Как только рептилия подрумянивается, он приступает к ужину, в то время как я со смесью удивления и отвращения наблюдаю за ним. Так нельзя, знаю, но ничего не могу с собой поделать. Но это ничего, ведь мне еду никто даже не предлагает. От пупка к груди разливается жгучее пятнышко. Последний раз я ела вчера. На минуту я всерьез задумываюсь о парализующих ягодах. Они ведь съедобные. Сам Блэквуд подтвердил. Но тут же отгоняю эту мысль. Кто знает, как они подействуют на мой организм. Может, одной ягодки будет достаточно, чтоб отказали руки-ноги. Уж лучше не искушать судьбу раньше времени. У нее еще будет достаточно поводов поиграть с моей жизнью. А ноги мне еще пригодятся.

Наконец вода в кружке закипает, и я хватаю ее. Я так хочу пить. Но жидкость оказывается не просто горячей, а адски раскаленной. Что ж, терпела час, потерплю еще десять минут. От вида обугленной змеиной кожи у меня начинается приступ дурноты, а от чавканья моего напарника желудок еще сильнее сворачивается. Странно. Казалось бы, кобра, а пожирает своих же. А мне не предлагает, даже не смотрит, будто меня здесь нет.
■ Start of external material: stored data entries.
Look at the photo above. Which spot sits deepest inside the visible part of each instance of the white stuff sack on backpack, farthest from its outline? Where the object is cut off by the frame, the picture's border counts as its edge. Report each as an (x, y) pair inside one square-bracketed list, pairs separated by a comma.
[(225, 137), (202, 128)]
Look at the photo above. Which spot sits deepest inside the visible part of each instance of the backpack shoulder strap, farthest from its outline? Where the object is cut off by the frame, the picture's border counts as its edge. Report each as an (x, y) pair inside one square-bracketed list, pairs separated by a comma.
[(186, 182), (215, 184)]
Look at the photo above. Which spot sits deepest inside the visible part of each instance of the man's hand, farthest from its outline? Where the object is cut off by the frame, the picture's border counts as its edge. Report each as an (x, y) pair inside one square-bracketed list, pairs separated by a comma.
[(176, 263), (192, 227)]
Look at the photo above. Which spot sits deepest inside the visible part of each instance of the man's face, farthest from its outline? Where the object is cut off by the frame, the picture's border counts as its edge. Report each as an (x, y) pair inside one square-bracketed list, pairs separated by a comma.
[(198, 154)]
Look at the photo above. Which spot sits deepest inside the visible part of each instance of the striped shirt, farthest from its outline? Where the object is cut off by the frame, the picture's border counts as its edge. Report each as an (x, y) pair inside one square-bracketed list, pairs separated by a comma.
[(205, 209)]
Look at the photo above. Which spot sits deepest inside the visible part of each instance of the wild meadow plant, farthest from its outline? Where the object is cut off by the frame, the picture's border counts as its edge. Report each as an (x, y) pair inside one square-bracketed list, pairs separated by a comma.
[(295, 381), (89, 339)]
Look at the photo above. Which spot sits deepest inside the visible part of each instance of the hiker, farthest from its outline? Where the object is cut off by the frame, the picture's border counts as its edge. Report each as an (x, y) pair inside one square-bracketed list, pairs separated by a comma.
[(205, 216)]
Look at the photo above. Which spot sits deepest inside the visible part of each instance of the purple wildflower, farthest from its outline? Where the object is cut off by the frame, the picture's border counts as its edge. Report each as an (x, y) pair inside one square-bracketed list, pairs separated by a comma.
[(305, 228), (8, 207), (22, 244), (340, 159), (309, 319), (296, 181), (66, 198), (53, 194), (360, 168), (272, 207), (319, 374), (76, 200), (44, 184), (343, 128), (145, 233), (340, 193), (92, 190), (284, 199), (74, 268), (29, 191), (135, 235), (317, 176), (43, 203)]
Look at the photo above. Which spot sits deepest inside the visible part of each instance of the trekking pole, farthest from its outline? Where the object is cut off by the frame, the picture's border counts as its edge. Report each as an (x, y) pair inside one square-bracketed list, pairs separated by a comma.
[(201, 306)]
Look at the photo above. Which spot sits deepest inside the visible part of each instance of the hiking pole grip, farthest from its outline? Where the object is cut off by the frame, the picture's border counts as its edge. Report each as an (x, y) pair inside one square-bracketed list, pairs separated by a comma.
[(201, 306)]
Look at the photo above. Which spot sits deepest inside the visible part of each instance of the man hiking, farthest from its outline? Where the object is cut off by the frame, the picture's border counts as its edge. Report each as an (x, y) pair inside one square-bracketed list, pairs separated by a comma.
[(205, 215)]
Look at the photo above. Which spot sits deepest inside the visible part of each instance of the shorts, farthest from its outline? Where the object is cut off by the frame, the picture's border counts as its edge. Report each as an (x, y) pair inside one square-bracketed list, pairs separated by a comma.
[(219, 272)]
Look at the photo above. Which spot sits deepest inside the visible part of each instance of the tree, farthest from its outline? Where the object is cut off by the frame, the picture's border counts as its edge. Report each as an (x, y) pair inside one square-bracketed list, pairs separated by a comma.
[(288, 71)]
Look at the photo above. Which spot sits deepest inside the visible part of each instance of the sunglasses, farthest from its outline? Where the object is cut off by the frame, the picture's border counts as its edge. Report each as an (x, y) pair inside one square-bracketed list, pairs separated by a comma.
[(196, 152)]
У Блэквуда явно скверное понимание командной работы. Ведь команда должна делиться всем друг с другом, иначе как? В итоге он поймал змею и сам же ее ест. С одной стороны – логично. Я ведь ничего не добыла. Да и вряд ли я смогла бы запихнуть в рот то, что еще полчаса назад ползало где-то по земле. Но с другой – это как-то не по-человечески, есть перед другим, прекрасно зная, что тот умирает от голода. Похоже, выживание для Блэквуда равносильно одной простой истине: «Каждый сам за себя».

Ну вот, он замечает, что я на него гляжу. Думает, чего я хочу. Понимает, что мой взгляд привлекает не он, а змеиная тушка. Может, даже колеблется, стоит ли со мной поделиться. Все же дорога предстоит дальняя. Пока только раздумывает, но отводит глаза каждый раз, встречаясь со мной взглядом. Будто я не то чтобы ему неприятна, а просто противна. Как хорошо разделить чудесный, осенний вечер в дружеской компании, жаль такой ее язык не повернется назвать. Да и сам вечер далек от понятия «чудного».

Наконец, мой спутник перестает есть. Весы колебания все же перевесили в мою пользу, или Блэквуду просто надоело, что я на него пялюсь. Берет змеиный хвост, опускает на лист и пододвигает мне. Я не притрагиваюсь к еде.

– Чтоб преодолевать расстояние, нужно есть.

Качаю головой из стороны в сторону.

– Не уверена, что смогу. Это... отвратительно.

Он смотрит на меня так, будто ничего глупее в жизни не слышал.

– Мы в лесу, а это – еда.

Заставляю руки взять лист, а рот откусить кусочек. Единственное, что я не могу себя заставить, – это подавить тошнотворный ком, выталкивающий мясо из горла. Не могу. Это даже пищей не назовешь. Уж лучше поголодаю, чем выпущу все из себя спустя час.

– Как знаешь.

Блэквуд прячет остатки в рюкзак. Проверяю кружку – до сих пор горячая. Замечаю возле нее зеленую кашицу в миске, а рядом красно-зеленые листья. Интересно, для чего они?

– Что это?

– Горноцвет, семейство коммелиновых. Растет в болотистой местности. Листья мелкие, буро-зеленого цвета. Ускоряют регенерацию клеток.

Регенерацию? То, что мне нужно. Беру зеленую жижу и размазываю по изодранной щеке. Надеюсь, поможет.

– Животных поблизости не было?

– Нет.

– Но я видела следы.

– Следы были, зверей нет.

– Как так? Должно же здесь хоть что-то водиться.

Запиваю голод водой, которая оказывается уже теплой.

– За день я не обнаружил ни одного признака обитания живого зверя.

– Но следы...

– Следы высохшие, норы засыпанные, тропы оборванные. Если здесь и были животные, то очень давно.

Он срезает кусок румяного мяса и отправляет в рот. С трудом притупляю рвотный рефлекс.

– То есть все живое здесь просто вымерло?

– Нет, их истребили.

– Моровы...

Кристиан говорил, что звериная кровь не подходит сангвинарам. Если твари взялись за животных, значит, они на грани. Скорее всего, падших уже давно нет. Конечно, есть их ловушки, но они могли сделать их много лет назад.

– Думаешь, падшие живы?

Блэквуд опускает глаза и молча возвращается к тушке. Мы за стеной третий вечер, но этого достаточно, чтоб я научилась отличать, когда он игнорирует меня, а когда ускользает от ответа. Он боится и не хочет быть пойманным на этом низком чувстве. Может, в глубине его терзают те же мысли. Если они живы, у нас есть повод для тревоги. А он так спокоен. Ест тут свою змею как ни в чем не бывало, тогда как рядом рыскают чудища.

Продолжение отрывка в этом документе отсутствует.